Further, the client device (1226) may include and/or perform all or
a portion of one or more embodiments of the disclosure.
[0110] The computing system or group of computing systems described
in FIGS. 12A and 12B may include functionality to perform a variety
of operations disclosed herein. For example, the computing
system(s) may perform communication between processes on the same
or different systems. A variety of mechanisms, employing some form
of active or passive communication, may facilitate the exchange of
data between processes on the same device. Examples representative
of these inter-process communications include, but are not limited
to, the implementation of a file, a signal, a socket, a message
queue, a pipeline, a semaphore, shared memory, message passing, and
a memory-mapped file. Further details pertaining to a couple of
these non-limiting examples are provided below.
[0111] Based on the client-server networking model, sockets may
serve as interfaces or communication channel end-points enabling
bidirectional data transfer between processes on the same device.

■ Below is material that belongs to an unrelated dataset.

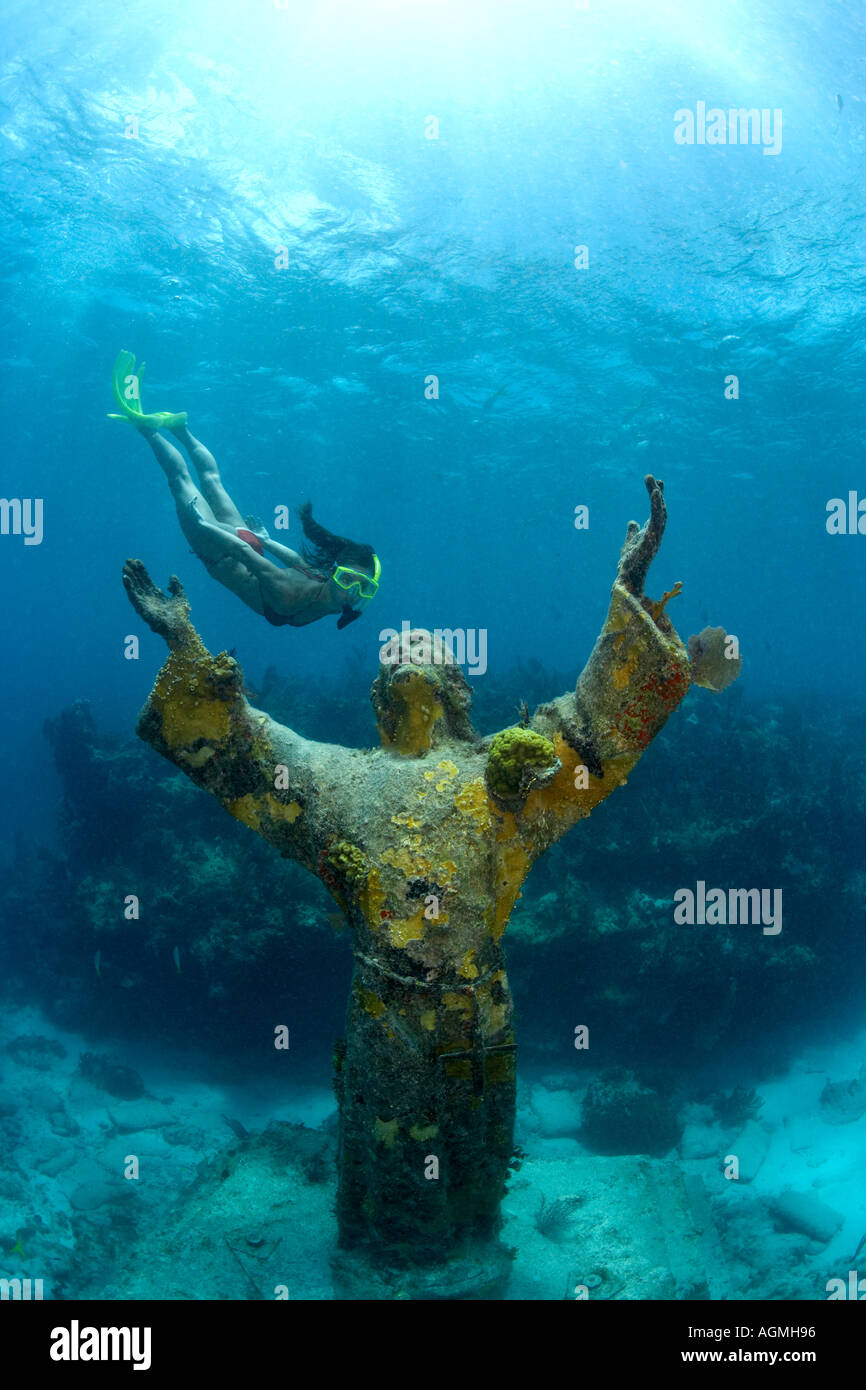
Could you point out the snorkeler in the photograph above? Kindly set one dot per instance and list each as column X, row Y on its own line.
column 331, row 576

Foremost, following the client-server networking model, a server
process (e.g., a process that provides data) may create a first
socket object. Next, the server process binds the first socket
object, thereby associating the first socket object with a unique
name and/or address. After creating and binding the first socket
object, the server process then waits and listens for incoming
connection requests from one or more client processes (e.g.,
processes that seek data). At this point, when a client process
wishes to obtain data from a server process, the client process
starts by creating a second socket object. The client process then
proceeds to generate a connection request that includes at least
the second socket object and the unique name and/or address
associated with the first socket object. The client process then
transmits the connection request to the server process. Depending
on availability, the server process may accept the connection
request, establishing a communication channel with the client
process, or the server process, busy in handling other operations,
may queue the connection request in a buffer until the server
process is ready. An established connection informs the client
process that communications may commence. In response, the client
process may generate a data request specifying the data that the
client process wishes to obtain. The data request is subsequently
transmitted to the server process. Upon receiving the data request,
the server process analyzes the request and gathers the requested
data. Finally, the server process then generates a reply including
at least the requested data and transmits the reply to the client
process. The data may be transferred, more commonly, as datagrams
or a stream of characters (e.g., bytes).
[0112] Shared memory refers to the allocation of virtual memory
space in order to substantiate a mechanism for which data may be
communicated and/or accessed by multiple processes. In implementing
shared memory, an initializing process first creates a shareable
segment in persistent or non-persistent storage. Post creation, the
initializing process then mounts the shareable segment,
subsequently mapping the shareable segment into the address space
associated with the initializing process. Following the mounting,
the initializing process proceeds to identify and grant access
permission to one or more authorized processes that may also write
and read data to and from the shareable segment. Changes made to
the data in the shareable segment by one process may immediately
affect other processes, which are also linked to the shareable
segment. Further, when one of the authorized processes accesses the
shareable segment, the shareable segment maps to the address space
of that authorized process. Often, one authorized process may mount
the shareable segment, other than the initializing process, at any
given time.
[0113] Other techniques may be used to share data, such as the
various data described in the present application, between
processes without departing from the scope of the disclosure. The
processes may be part of the same or different application and may
execute on the same or different computing system.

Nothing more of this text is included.